CODE OFETHICS FOR CHAIRMAN, CHIEF EXECUTIVE OFFICER AND SENIOR FINANCIAL OFFICERS OF AEROFLEX INCORPORATED.

Contract Categories: Business Operations - Code of Ethics
EX-4.2 2 a06-19311_1ex4d2.htm EX-4

 

EXHIBIT 4.2

CODE OF ETHICS
FOR CHAIRMAN, CHIEF EXECUTIVE OFFICER AND
SENIOR FINANCIAL OFFICERS
OF AEROFLEX INCORPORATED.


 

It is the policy of Aeroflex Incorporated that the Chairman, Chief Executive Officer, Chief Financial Officer, Treasurer and Controller of Aeroflex Incorporated (“Aeroflex”) adhere to and advocate the following principles governing their professional and ethical conduct in the fulfillment of their responsibilities:

    1.         Act with honesty and integrity, avoiding actual or apparent conflicts between his or her personal, private interests and the interests of Aeroflex, including receiving improper personal benefits as a result of his or her position.

    2.         Disclose to the Chair of the Audit Committee of Aeroflex’s Board of Directors any material transaction or relationship that reasonably could be expected to give rise to a conflict of interest.

    3.         Perform responsibilities with a view to causing periodic reports and documents filed with or submitted to the SEC and all other public communications made by Aeroflex to contain information which is accurate, complete, fair, objective, relevant, timely and understandable.

    4.         Comply with laws, rules and regulations of federal, state, and local governments applicable to Aeroflex, and with the rules and regulations of private and public regulatory agencies having jurisdiction over Aeroflex.

    5.         Act in good faith, responsibly, with due care, competence and diligence, without  misrepresenting or omitting material facts or allowing independent  judgment to be compromised or subordinated.

    6.         Respect the confidentiality of information acquired in the course of performance of his or her responsibilities except when authorized or otherwise legally obligated to disclose any such information; not use confidential information acquired in the course of performing his or her responsibilities for personal advantage.

    7.         Share knowledge and maintain skills important and relevant to the needs of Aeroflex, its shareholders and other constituencies, and the general public.

    8.         Pro-actively promote ethical behavior among subordinates and peers in his or her work environment and community.




 

    9.         Use and control all corporate assets and resources employed by or entrusted to him or her in a responsible manner.

    10.       Not use corporate information, corporate assets, corporate opportunities or his or her position with Aeroflex for personal gain; not compete directly or indirectly with Aeroflex.

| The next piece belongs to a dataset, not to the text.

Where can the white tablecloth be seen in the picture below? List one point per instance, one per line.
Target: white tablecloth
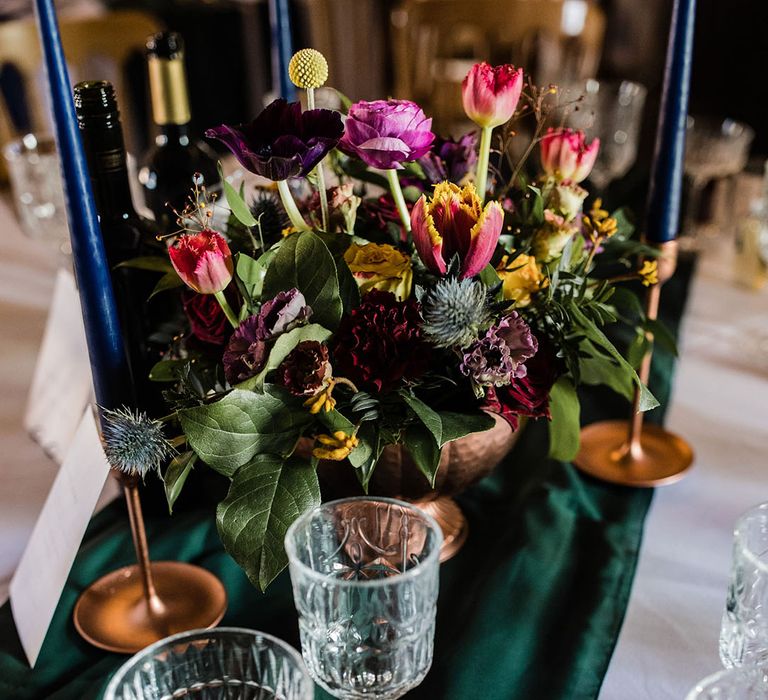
(720, 404)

    11.       Comply in all respects with Aeroflex’s Employee Code of Business Conduct and Corporate Ethics Policy.

    12.       Advance Aeroflex’s legitimate interests when the opportunity arises.

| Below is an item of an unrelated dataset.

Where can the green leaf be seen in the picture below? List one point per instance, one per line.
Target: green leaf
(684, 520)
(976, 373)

Each officer covered by this Code shall report, in person or in writing, any known or suspected violations of this Code to the Chair of the Audit Committee.

The Audit Committee will investigate any reported violations and will oversee an appropriate  response, including corrective action and preventative measures.  Any officer who violates this Code will face appropriate, case-specific disciplinary action, which may include demotion or discharge.

Any request for a waiver of any provision of this Code must be in writing and addressed to the Audit Committee.  Any waiver of this Code will be disclosed promptly on Form 8-K or any other means approved by the SEC.

It is also the Policy of Aeroflex Incorporated that each officer covered by this Code shall acknowledge and certify to the foregoing annually and file a copy of such certification with the Audit Committee of Aeroflex’s Board of Directors.